Studying liberal arts and graduating with honors, Shelley Caldwell received her Associate of Arts degree from Ridgewater College of Hutchinson, MN in 2012. She then continued her studies at Minnesota State University, Mankato (MNSU), where she earned an art department scholarship and graduated Summa Cum Laude with a Bachelor of Fine Arts degree (concentrating on drawing and painting) in 2015. She was awarded a teaching fellowship for her pursuit of a Master of Arts degree at MNSU where she focused on installation and drawing, graduating in 2017. Regularly participating in group and juried shows, Caldwell’s work has also been featured in seven solo exhibitions. She has shown work throughout the greater Minnesota community in venues such as the 410 Project, Emy Frentz Gallery, Waseca Art Center, Carnegie Art Center, The Grand Center for Arts & Culture, and others. She was most recently awarded a Career Development Grant by the Prairie Lakes Regional Arts Council and currently serves as adjunct faculty for MNSU’s Art Department. Compelled by the surrounding landscape, she presently works from her family farm in rural Faribault County.
An affinity for nature rooted in memories and values serves as the point of departure for my work.
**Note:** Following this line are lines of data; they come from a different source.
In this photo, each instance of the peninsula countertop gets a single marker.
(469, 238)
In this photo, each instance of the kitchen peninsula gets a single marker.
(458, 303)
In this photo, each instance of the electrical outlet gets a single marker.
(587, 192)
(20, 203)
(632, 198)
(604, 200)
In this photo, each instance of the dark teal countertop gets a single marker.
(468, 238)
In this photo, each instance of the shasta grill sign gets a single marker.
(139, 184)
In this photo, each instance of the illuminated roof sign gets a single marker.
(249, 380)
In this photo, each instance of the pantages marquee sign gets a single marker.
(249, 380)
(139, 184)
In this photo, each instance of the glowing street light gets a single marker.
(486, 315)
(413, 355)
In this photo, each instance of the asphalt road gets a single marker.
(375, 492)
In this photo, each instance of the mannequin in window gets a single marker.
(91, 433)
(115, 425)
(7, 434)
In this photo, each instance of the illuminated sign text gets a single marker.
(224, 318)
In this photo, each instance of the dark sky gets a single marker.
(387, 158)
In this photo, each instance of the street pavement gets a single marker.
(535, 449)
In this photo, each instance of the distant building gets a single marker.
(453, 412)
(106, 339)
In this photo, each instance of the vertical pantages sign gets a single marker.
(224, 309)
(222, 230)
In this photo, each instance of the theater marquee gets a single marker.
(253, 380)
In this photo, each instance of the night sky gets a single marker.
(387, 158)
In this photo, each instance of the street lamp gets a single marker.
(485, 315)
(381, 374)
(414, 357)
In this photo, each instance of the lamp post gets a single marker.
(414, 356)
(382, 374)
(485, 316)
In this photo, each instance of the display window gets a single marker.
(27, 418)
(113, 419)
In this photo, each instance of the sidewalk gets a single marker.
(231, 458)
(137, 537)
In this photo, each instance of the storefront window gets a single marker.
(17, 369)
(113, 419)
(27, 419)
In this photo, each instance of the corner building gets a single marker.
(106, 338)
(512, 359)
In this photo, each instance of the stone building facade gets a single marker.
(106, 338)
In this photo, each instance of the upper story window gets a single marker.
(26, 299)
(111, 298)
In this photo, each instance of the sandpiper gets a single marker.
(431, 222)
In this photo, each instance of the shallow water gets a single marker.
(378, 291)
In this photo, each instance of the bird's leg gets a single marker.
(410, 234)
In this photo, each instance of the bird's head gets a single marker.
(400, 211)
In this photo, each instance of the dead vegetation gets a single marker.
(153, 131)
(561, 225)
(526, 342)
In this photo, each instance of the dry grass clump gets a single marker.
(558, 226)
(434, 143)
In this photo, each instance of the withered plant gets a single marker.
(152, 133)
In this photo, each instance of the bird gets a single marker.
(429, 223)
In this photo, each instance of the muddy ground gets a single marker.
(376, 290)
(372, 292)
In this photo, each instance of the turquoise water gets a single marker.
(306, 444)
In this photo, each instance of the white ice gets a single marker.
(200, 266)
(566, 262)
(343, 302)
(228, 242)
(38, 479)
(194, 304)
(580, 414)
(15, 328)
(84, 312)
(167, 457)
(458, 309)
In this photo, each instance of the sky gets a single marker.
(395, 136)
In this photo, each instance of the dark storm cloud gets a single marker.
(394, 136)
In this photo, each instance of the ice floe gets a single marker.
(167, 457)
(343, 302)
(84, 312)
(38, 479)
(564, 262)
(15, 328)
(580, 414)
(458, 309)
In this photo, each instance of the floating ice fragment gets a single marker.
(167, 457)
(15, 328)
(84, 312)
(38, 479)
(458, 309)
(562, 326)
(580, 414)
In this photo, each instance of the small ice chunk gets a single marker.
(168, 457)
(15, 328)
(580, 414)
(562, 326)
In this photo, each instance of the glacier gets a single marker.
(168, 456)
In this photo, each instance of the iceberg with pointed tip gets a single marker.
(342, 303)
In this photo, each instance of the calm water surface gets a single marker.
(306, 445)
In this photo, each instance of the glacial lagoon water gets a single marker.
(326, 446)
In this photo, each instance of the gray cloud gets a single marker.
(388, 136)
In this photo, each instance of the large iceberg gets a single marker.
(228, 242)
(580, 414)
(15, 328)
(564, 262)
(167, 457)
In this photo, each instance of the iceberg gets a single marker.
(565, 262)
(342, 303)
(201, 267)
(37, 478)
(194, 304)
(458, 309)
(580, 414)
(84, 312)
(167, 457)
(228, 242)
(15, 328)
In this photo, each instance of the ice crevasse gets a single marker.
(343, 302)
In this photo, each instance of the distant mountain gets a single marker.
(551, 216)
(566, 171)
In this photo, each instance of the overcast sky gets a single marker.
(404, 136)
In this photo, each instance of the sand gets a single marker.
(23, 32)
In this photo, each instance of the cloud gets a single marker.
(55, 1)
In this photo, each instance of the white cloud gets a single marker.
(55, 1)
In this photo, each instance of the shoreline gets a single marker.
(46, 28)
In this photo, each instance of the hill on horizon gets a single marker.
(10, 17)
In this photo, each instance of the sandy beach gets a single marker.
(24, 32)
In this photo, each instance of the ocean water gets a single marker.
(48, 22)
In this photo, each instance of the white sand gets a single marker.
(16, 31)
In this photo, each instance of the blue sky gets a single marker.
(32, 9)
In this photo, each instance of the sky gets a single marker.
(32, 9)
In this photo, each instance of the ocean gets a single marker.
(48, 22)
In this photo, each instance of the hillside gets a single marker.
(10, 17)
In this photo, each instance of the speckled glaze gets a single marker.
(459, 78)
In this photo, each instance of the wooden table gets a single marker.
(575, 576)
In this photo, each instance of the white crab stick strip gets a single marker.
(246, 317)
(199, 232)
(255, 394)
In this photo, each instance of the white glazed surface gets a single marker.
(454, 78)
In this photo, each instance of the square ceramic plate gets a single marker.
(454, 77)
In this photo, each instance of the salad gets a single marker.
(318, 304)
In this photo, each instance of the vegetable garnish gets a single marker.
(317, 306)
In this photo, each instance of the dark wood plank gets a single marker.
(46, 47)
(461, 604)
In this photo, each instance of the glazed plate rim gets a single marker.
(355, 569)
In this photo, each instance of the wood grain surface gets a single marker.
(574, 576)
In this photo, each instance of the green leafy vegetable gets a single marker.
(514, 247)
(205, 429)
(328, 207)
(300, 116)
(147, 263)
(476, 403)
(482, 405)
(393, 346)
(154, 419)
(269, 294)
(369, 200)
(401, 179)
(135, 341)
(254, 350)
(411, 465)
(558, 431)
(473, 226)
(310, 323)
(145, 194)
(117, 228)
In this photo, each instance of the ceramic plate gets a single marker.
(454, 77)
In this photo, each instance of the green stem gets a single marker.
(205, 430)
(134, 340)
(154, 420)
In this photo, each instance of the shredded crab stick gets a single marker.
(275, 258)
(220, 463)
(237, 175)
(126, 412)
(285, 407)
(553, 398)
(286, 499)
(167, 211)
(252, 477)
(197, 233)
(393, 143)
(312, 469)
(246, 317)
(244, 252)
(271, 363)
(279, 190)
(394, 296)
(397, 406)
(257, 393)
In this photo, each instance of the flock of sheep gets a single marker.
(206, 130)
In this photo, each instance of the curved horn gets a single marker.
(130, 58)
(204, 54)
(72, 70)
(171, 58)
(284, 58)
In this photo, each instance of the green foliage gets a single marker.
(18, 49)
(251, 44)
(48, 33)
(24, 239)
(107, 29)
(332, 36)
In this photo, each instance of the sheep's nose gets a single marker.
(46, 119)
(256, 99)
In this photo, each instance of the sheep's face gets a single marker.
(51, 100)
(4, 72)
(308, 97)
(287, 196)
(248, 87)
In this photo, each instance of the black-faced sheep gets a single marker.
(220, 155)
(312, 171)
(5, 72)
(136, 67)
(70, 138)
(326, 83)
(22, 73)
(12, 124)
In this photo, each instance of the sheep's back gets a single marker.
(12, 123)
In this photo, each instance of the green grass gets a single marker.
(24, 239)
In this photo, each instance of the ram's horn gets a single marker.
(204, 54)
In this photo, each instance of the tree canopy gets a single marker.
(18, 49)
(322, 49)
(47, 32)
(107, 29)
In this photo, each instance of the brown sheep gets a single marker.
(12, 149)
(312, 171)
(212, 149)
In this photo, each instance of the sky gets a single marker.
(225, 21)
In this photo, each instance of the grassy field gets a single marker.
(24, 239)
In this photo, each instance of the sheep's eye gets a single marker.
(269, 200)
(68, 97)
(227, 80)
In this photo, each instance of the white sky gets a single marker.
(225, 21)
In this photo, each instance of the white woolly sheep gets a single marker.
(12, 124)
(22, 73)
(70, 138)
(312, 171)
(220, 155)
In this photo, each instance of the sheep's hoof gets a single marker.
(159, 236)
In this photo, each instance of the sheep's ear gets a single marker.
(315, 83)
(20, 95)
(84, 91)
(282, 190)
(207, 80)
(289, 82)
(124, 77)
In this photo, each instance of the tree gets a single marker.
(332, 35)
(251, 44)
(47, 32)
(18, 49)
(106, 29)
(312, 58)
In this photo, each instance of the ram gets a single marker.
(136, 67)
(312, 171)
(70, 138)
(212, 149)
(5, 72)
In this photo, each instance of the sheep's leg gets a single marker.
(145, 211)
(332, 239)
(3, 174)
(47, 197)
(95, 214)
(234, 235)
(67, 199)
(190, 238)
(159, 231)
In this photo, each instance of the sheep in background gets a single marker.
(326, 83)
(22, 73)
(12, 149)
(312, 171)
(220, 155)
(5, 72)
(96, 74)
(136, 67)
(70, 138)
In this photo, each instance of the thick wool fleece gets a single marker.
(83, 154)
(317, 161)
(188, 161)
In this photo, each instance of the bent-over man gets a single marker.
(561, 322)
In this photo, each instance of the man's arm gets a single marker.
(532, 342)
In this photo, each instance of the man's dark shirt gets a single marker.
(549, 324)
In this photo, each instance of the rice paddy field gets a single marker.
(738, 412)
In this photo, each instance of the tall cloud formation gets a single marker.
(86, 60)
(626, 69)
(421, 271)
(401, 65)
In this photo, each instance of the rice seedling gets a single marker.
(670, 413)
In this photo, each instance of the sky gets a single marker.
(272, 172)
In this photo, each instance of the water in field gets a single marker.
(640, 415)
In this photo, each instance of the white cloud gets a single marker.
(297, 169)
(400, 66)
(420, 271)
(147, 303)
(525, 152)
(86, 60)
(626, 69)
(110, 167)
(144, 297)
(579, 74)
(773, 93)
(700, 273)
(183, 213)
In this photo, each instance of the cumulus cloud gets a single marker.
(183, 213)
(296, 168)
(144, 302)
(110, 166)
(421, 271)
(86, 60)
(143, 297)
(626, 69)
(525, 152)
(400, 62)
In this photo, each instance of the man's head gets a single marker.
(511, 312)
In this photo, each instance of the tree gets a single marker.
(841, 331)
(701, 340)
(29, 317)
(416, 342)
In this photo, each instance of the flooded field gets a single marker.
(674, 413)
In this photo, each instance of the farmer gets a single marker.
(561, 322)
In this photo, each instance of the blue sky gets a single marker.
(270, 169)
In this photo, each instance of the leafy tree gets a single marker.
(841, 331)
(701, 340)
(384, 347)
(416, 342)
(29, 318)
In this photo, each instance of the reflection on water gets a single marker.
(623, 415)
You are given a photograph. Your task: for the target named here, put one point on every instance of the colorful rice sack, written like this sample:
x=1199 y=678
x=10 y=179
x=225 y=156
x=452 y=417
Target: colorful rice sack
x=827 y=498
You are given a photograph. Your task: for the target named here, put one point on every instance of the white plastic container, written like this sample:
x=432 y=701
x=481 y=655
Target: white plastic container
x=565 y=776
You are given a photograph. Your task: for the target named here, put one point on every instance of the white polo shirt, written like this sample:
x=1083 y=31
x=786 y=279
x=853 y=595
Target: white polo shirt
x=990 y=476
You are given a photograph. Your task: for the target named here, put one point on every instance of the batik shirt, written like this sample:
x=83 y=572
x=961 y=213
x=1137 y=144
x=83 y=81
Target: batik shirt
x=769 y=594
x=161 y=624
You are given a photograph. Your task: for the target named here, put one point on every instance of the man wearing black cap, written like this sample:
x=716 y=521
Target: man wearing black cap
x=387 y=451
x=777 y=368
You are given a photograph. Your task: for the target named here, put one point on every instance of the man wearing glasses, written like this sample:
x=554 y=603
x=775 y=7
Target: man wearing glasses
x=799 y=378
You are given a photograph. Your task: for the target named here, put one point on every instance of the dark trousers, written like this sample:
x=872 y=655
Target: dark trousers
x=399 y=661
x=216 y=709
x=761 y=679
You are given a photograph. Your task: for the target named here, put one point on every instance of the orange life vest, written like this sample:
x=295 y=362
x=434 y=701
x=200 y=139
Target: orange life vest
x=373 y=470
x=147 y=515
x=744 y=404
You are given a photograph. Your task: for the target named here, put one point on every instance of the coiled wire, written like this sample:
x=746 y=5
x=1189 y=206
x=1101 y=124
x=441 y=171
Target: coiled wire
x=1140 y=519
The prominence of embellishment, pattern, and repetition found in ordinary objects also plays a strong hand in influencing the work’s aesthetic qualities.
Ideas stem from a specific image or item from personal experience, which is then stylized through the application of pattern and repetition to increase recognition. As with nature, dualities within the work result from a combination of styles and processes; spontaneous mark-making alongside precise control, muted tones in conversation with bright colors of various saturations, and graphic shapes among an abundance of natural references. A variety of media are implemented to produce the sharp, clean lines that are fundamental to achieving the desired aesthetic. Common, repurposed, economically accumulated materials are used as primary surfaces, enriching the work’s dialogue. Not only releasing drawings from the wall and gaining a dimension, installations provide an immersive sensory experience, which allows the audience to move around, within, and to interact with the work, affording room for contemplation.
From natural laws to mundane items, many factors of human existence are casually overlooked despite the control they exert; I am driven to make apparent that which is disregarded. Through a combined practice of mixed media drawing and installation, these themes converge.